As a project manager at the Human Rights Centre Zmina, Dobrianska’s work involves documenting human rights violations in the Russian-occupied regions of the country, working against efforts to suppress such information.

"Independent media were destroyed by Russia, since the occupation," Dobrianska says. "The journalists were intimidated or imprisoned."

Ukraine has always been keeping an eye on Ireland... The Ukrainian intelligentsia in the 19th century were quite well aware of the Home Rule movement

She cites the recent sentencing of journalist Vladyslav Yesypenko to six years, and that of two members of the indigenous minority Crimean Tatars to 11 years on charges she describes as “fabricated”, amid an ongoing crackdown on the ethnic group. Zmina estimates that Russian authorities hold more than 300 political prisoners in the territories under occupation.

“These are the stories that we are anticipating that the whole Ukraine will be subjected to should Russia succeed in its aggression,” Dobrianska says. “To tell the truth, it’s really terrifying to be immersed in this, and living through these days.”

Dobrianska says that her experience living in Belfast for her studies in 2019 inspired her to do such work.

There, she immersed herself in learning about and absorbing Irish history and culture, and discovered profound commonalities with the experience of Ukraine, going back to the time of the United Irishmen.

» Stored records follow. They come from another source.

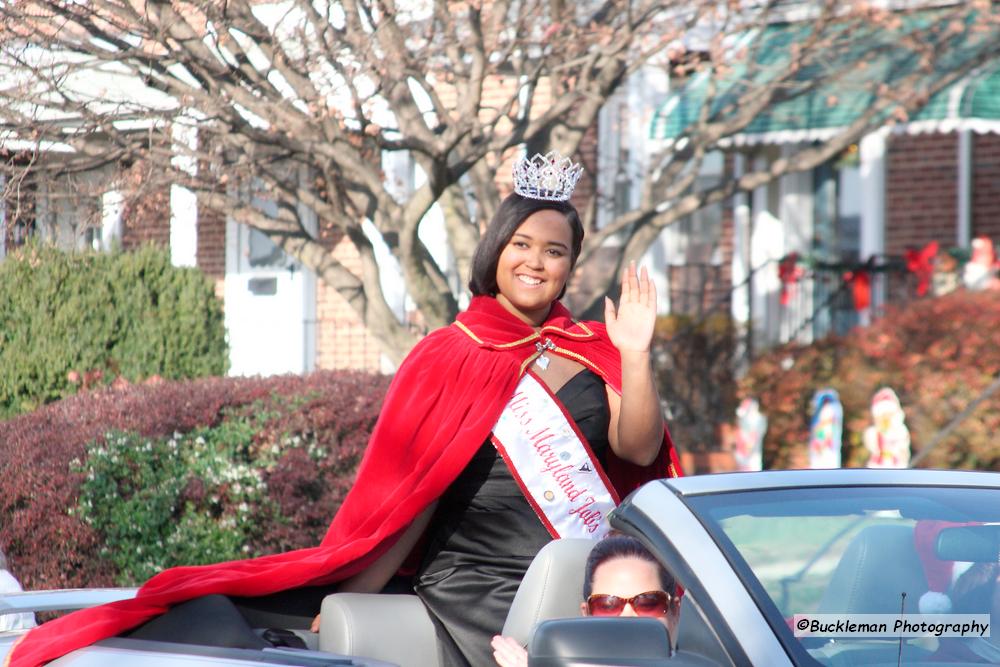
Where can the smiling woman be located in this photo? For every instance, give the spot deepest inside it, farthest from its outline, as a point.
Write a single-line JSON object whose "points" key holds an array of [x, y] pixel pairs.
{"points": [[515, 425]]}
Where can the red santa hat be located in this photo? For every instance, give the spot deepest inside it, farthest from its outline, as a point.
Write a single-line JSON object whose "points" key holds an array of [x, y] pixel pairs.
{"points": [[938, 572]]}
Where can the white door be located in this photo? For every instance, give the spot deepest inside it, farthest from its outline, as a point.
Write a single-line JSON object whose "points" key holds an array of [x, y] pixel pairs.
{"points": [[270, 306]]}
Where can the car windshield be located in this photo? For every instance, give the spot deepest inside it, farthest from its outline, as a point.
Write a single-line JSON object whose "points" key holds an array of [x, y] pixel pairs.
{"points": [[832, 553]]}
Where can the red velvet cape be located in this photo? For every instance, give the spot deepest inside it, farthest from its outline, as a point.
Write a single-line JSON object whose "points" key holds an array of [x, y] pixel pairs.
{"points": [[440, 408]]}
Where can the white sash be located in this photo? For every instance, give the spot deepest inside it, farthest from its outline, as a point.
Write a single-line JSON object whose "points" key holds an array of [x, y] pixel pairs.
{"points": [[552, 463]]}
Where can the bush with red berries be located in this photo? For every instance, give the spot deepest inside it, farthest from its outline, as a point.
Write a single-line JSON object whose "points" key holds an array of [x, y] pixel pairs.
{"points": [[264, 460]]}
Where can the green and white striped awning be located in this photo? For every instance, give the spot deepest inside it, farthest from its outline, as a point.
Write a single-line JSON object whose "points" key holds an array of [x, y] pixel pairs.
{"points": [[806, 111]]}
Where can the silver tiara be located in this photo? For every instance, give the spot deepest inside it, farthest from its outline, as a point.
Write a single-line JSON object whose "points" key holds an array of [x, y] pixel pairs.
{"points": [[550, 177]]}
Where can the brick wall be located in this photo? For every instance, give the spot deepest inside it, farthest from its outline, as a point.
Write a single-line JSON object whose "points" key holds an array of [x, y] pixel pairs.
{"points": [[341, 339], [147, 220], [921, 191], [986, 186], [212, 243]]}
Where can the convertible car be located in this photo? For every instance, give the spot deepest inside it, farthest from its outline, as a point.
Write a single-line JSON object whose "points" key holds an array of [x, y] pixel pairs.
{"points": [[754, 552]]}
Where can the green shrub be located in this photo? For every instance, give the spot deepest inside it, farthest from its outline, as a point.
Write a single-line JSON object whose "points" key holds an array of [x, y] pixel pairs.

In the same era, Ukraine was also experiencing its Ukrainian National Revival, only to be subsumed into the Russian Empire in an echo of Ireland induction's by the Act of Union in 1801.

“Ukraine has always been keeping an eye on Ireland, historically,” Dobrianska explains. “The Ukrainian intelligentsia in the 19th century were quite well aware of the Home Rule movement.”

Like Ireland, Ukraine asserted its independence in the wake of the first World War. When Ireland’s elected MPs refused to take their seats in Westminster in 1919 and formed the First Dáil in Dublin, it inspired some in Ukraine.

“Ukrainian politicians at that time were looking at Ireland and thinking: do we do the same?” she recounts.

Another striking link is the experience of famine, and its role in forging aspirations for independence.

Ukraine's Holodomor or Great Famine of the 1930s was caused by the forced collectivisation of small farms by Soviet dictator Joseph Stalin. The mass starvation of four million people had a political purpose too, in crushing Ukraine's independence movement.

Dobrianska collected an oral history from her great aunt, a survivor of the 1946-47 famine, as a way to preserve stories obscured by decades of Soviet censorship. When reading accounts of Ireland’s Great Hunger, she realised they were written by people like her: third generation survivors, who spoke to their grandparents.

“The famine is also featuring in our debate about why Ukraine never ever wants to be under Russian rule,” Dobrianska said. “There is no justification for Russian rule, if you think about these experiences.”

We just keep carrying on with our lives, while the Ukrainian army is cleaning their guns and ready to resist at any time, should there be an invasion

In a long lecture to the Russian nation this week as he prepared to send in troops, President Vladimir Putin laid out his alternative version of history, which claims Ukraine as a rightful part of Russia with no case for independence.

But the heavy-handed tactics of Moscow and years of suspected interference in local politics as young people led movements to align more closely to the European Union have backfired, in Dobrianska's view.

"Previously, some Ukrainians had this certain 'unionist' sentiment. They were nostalgic about this big Soviet Union that they were part of. Now, though, they see Russia as an aggressor," she says.

Despite the gathering clouds of war, Nadia Dobrianska plans to keep her Sunday appointment at the trad session in O’Briens.

“It’s such a nice distraction,” she says. “We just keep carrying on with our lives, while the Ukrainian army is cleaning their guns and ready to resist at any time, should there be an invasion.”